Written by Ken Richards,
St. Kitts and Nevis (WINN): US President Barack Obama’s arrival in Jamaica Wednesday to attend a Caribbean summit, is being described as an attempt to reassert US leadership in the region at a time when oil-producing Venezuela’s economic clout may be receding.
According to some analysts, a key reason why Washington is suddenly paying attention to the Caribbean Basin, has to do with its desire to wean the islands off dependence on cut-rate Venezuelan oil that Caracas has used to wield influence in the Caribbean.
President Obama was meeting with CARICOM heads of Government in Kingston Thursday, including the Federation’s Prime Minister, Dr Timothy Harris.
Foreign Affairs Minister Mark Brantley, who is part of the country’s delegation, says St. Kitts and Nevis wants to strengthen the existing relationship that it has with Washington.
“Of course the United States has been and continues to be a great friend to St. Kitts and Nevis and the region. It would be our hope to cement that friendship and to give succor to that relationship which of course has existed now…for a very long time,” he told WINN FM from Jamaica.
“The reality is, the Caribbean region is a border region to the United States, and I feel that it is important that the United States sees us as an ally, sees us as a friend and also sees us as an important border to the United States, and therefore we look forward to closely working with them on matters of mutual interest, and this meeting…at the very highest levels of the region, demonstrates that commitment.”
After meeting in Jamaica, the Caribbean representatives and President Obama will move on to Panama for the Summit of the America.
“[There] we will no doubt have other opportunities, not just with the US President, but with other regional leaders, and so we look forward, so-far-as St. Kitts and Nevis is concerned, to cementing the relationships that already exist and expanding on them,” Minister Brantley said.

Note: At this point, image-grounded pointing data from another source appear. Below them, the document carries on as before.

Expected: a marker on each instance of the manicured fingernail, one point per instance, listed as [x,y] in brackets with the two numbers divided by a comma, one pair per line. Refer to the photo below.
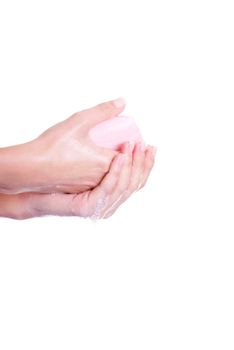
[142,146]
[154,151]
[120,160]
[130,147]
[119,102]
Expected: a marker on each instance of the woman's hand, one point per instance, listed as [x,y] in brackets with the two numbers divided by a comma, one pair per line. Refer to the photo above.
[128,172]
[62,159]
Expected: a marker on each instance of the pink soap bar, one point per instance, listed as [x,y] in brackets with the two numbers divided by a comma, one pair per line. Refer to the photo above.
[112,133]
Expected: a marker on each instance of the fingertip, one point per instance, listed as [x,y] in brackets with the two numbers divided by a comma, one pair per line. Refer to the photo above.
[119,102]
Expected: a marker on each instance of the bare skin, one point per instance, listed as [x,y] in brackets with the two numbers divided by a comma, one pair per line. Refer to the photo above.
[128,173]
[60,159]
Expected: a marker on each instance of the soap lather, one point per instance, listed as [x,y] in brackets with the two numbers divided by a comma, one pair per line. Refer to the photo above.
[112,133]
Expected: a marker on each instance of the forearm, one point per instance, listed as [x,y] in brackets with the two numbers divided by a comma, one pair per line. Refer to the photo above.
[18,168]
[28,205]
[15,206]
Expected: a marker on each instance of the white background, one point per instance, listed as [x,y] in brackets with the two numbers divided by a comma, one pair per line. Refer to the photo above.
[159,274]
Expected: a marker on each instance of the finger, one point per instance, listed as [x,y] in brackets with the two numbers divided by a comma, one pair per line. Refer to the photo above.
[136,175]
[101,112]
[123,181]
[149,163]
[99,197]
[144,173]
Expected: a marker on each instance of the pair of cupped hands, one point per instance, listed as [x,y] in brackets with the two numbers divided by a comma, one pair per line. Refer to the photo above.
[62,172]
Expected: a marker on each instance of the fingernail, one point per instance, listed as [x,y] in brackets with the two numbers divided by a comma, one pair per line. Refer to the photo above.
[119,102]
[130,147]
[142,146]
[120,160]
[154,151]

“The themes here will be competitiveness, we will look at issues of security and issues such as energy, and of course especially with Nevis already obtaining assistance from the United States State Department for their geothermal project, we feel that there is already some tangible evidence within the Federation of that assistance. I also understand that Trade Winds…military exercise is likely to occur in the Federation this year as well. So the relationship is there, our effort now is to as I say, cement that and continue that very important dialogue with what is the greatest nation in the world.”
Minister Brantley has admitted that he would have loved to have a one-on-one discussion with President Obama.
“Well I think if I had that opportunity, which I won’t have, but if I had that opportunity I would wish to speak…to the needs of the region, and the need for neutrality. There is a feeling…borne out I think by some evidence that the US has traditionally adopted positions that are inimical to the Caribbean region. We think about bananas, we think about…the efforts of the OECD and the off-shore industry, financial services, we think about the war on drugs, we look at the guns coming into our nations and what we need to do about that, security. So the reality is there is quite a plethora of issues that we would discuss.”
The Foreign Affairs Minister said for him though, the most important issue is the question of recognizing the “relevance” of the region to the United States.
“Albeit we are a small region, we are an important border region. I keep emphasizing that because that of course is critical. My geography would suggest that America is bordered…by Mexico, by Canada and by the Caribbean, and we ought not because we are smaller get any less attention in terms of a serious approach to development and a serious approach to cooperation.”
Like St Kitts and Nevis, the majority of the other CARICOM states are said to be eager for a re-energized US partnership.